Ucrânia afirma que a Rússia violou o cessar‑fogo de 24 horas iniciado na madrugada de 6 de maio, enquanto diferentes países anunciam tréguas distintas para o período de 8 a 9 de maio.

Contexto histórico da guerra e dos cessar‑fogo

Desde a invasão russa em fevereiro de 2022, acordos de trégua têm sido esporádicos e frequentemente rompidos.

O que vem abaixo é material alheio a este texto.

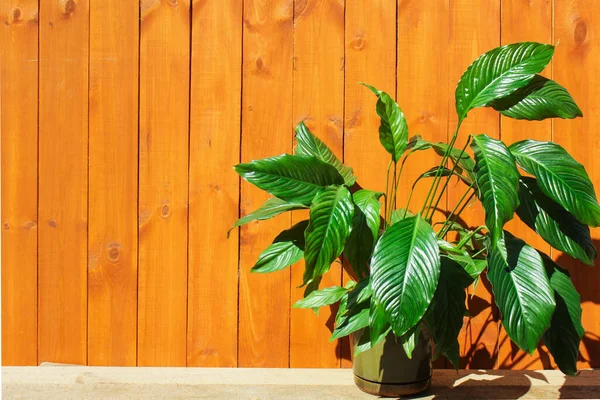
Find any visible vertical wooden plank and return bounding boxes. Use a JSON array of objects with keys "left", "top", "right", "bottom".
[
  {"left": 187, "top": 0, "right": 242, "bottom": 367},
  {"left": 38, "top": 0, "right": 89, "bottom": 364},
  {"left": 448, "top": 0, "right": 500, "bottom": 368},
  {"left": 553, "top": 0, "right": 600, "bottom": 368},
  {"left": 138, "top": 0, "right": 190, "bottom": 366},
  {"left": 0, "top": 0, "right": 38, "bottom": 365},
  {"left": 397, "top": 0, "right": 450, "bottom": 368},
  {"left": 342, "top": 0, "right": 396, "bottom": 367},
  {"left": 498, "top": 0, "right": 552, "bottom": 369},
  {"left": 290, "top": 0, "right": 344, "bottom": 368},
  {"left": 88, "top": 0, "right": 139, "bottom": 366},
  {"left": 240, "top": 0, "right": 293, "bottom": 367}
]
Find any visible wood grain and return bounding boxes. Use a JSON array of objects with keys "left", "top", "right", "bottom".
[
  {"left": 38, "top": 1, "right": 89, "bottom": 364},
  {"left": 88, "top": 0, "right": 139, "bottom": 366},
  {"left": 553, "top": 0, "right": 600, "bottom": 368},
  {"left": 342, "top": 0, "right": 396, "bottom": 367},
  {"left": 239, "top": 0, "right": 293, "bottom": 367},
  {"left": 187, "top": 0, "right": 242, "bottom": 367},
  {"left": 290, "top": 0, "right": 344, "bottom": 368},
  {"left": 0, "top": 1, "right": 38, "bottom": 365},
  {"left": 498, "top": 0, "right": 552, "bottom": 369},
  {"left": 448, "top": 0, "right": 500, "bottom": 368},
  {"left": 138, "top": 0, "right": 190, "bottom": 366}
]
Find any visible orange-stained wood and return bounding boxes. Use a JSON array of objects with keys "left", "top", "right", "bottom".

O cessar‑fogo de 2023, estabelecido para o Dia da Vitória, durou três dias, mas não impediu retomadas de hostilidades nas regiões de Donetsk e Luhansk.

Cronologia das negociações de maio de 2026

  • 04/05 – Presidente Volodymyr Zelensky anuncia nas redes sociais a intenção de um cessar‑fogo para 6 de maio.
  • 05/05 – Kremlin confirma proposta de trégua de 24 horas entre 8 e 9 de maio, vinculada às comemorações da vitória sobre a Alemanha nazista.
  • 06/05 – Andrii Sybiha, ministro das Relações Exteriores da Ucrânia, denuncia violação do cessar‑fogo iniciado à meia‑noite.
  • 07/05 – Governo dos EUA, por meio do presidente Donald Trump, declara apoio à ideia de trégua, embora a Ucrânia não tenha sido informada oficialmente.

Acusações ucranianas e respostas russas

Sybiha acusou o presidente Vladimir Putin de priorizar desfiles militares em detrimento de vidas humanas. O Ministério da Defesa russo, por sua vez, alegou que a trégua visa garantir a segurança dos eventos comemorativos e que não houve intenção de agressão deliberada.

O papel dos Estados Unidos na mediação

Trump manteve contato telefônico com Putin na semana anterior, discutindo a possibilidade de uma pausa de 24 horas. O governo norte‑americano afirmou que a proposta foi bem‑recebida, mas Zelensky contestou a falta de comunicação direta com Kiev.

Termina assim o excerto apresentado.